2 MICHEL AOUN JUSTIFIE ENCORE « L'ANOMALIE » DE LA SITUATION DU
HEZBOLLAH
Dans
une interview accordée au quotidien français Le Figaro et
publiée dans l'édition du weekend, la veille de sa visite en France,
Michel Aoun s'est ingénié pour justifier « l'anomalie »
que la situation de la milice chiite constitue au Liban depuis 1990.
Ses déclarations posent trois problèmes aux Libanais et au
reste du monde.
Le
premier c'est que celles-ci semblent refléter des convictions
ancrées profondément plutôt que des opinions superficielles
passagères. Il serait fastidieux et inutile de dresser une liste
exhaustive de tout ce que Michel Aoun a dit et fait depuis 2006 pour
défendre son allié.
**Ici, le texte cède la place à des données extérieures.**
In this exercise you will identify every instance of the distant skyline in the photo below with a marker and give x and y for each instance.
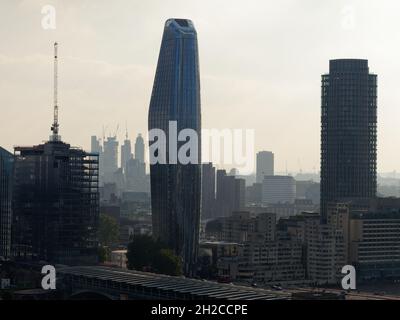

Ce n'est pas la peine. Nous sommes au-delà.
Depuis son élection en octobre 2016, certains, comme Geagea et
Hariri justement, ont espéré que l'habit présidentiel fera de
Michel Aoun un moine souverainiste et que la stature de la présidence
lui permettra d'avoir du recul et de prendre de la hauteur, par
rapport aux choix politiques erronés qu'il a pris en tant que chef
du CPL, de 2005 à 2016. Hélas, ces personnes déchantent
aujourd'hui, mais n'osent toujours pas faire le constat de leur
échec.
A
propos de l'accord conclu avec Hassan Nasrallah en février 2006,
Michel Aoun précise aux lecteurs Français et Libanais du Figaro que
les deux parties se sont engagés à « respecter en tout
point la Constitution libanaise ». Ah bon et quid du
déclenchement de la guerre de Juillet quelques mois après, de
l'invasion de Beyrouth en 2008, du boycott de 44 séances électorales
entre 2014 et 2016 et de l'existence même d'une milice armée
évoluant en parallèle avec l'armée nationale depuis la fin de la
guerre en 1990? Concernant la guerre de Juillet 2006 justement, Aoun
déclare que « c'est un incident de frontière classique qui
a dégénéré de la faute d'une surréaction israélienne (…) des
incidents de ce genre (violation du territoire israélien), il y en a
très fréquemment ». Peut-être bien sauf que l'incident de
frontière a été déclenché par le Hezbollah, sans consultation de
quiconque de l'Etat libanais, et qu'il a couté au Liban plus de 1
200 morts, 750 000 déplacés et l'équivalent de 50% du PIB
de l'époque, une dizaine de milliards de dollars, dans le but de
libérer un dénommé Samir Kuntar, un libanais ayant mené une
opération palestinienne en Israël en 1979, condamné pour le
meurtre d'une fillette israélienne de quatre ans avec la crosse de
son fusil et mort en Syrie dans les bras de Bachar el-Assad. Sur le
désarmement du Hezbollah comme les autres milices libanaises, le
président prétend que « le Hezbollah n'utilise pas ses armes
dans la politique intérieure, elles ne servent qu'à assurer notre
résistance à l'Etat d'Israël ». C'est à croire que nous
ne vivons pas dans le même pays. Et quid de la guerre fratricide
avec la milice de Nabih Berri entre 1986 et 1990 (certaines sources
parlent de 2 500 morts) pour le contrôle des régions chiites
libanaises (Sud du Liban, Sud-Beyrouth et la Bekaa), de la mini
guerre civile de 2008 à Beyrouth et au Mont-Liban, ou même de
l'évacuation manu militari des jihadistes de Daech et de Nosra du
mont Anti-Liban en 2017?
3 LE PRÉSIDENT S'EXPRIME COMME SI LE LIBAN N'A NI ARMÉE NI
CONSTITUTION
Pour le président de la République, « on
ne peut pas priver le Hezbollah de ses armes tant qu'Israël ne
respectera pas les résolutions du Conseil de sécurité de l'ONU ».
Et pour cause, « Israël
aurait le droit de faire la guerre comme il veut et quand il veut,
tandis que les autres n'auraient pas le droit de garder des armes
pour se défendre? Non, ce n'est pas possible! » C'est la
deuxième déclaration de ce genre publiée dans la presse
internationale en moins d'une semaine. Michel Aoun n'essaie même pas
d'esquiver la question, il dit et redit, haut et fort, urbi et orbi,
que le Liban qu'il représente et qui est le leur, mais pas le mien
ou le vôtre, ne mettra pas fin à « l'anomalie » que
constitue le Hezbollah au Liban. Et il est là le deuxième problème.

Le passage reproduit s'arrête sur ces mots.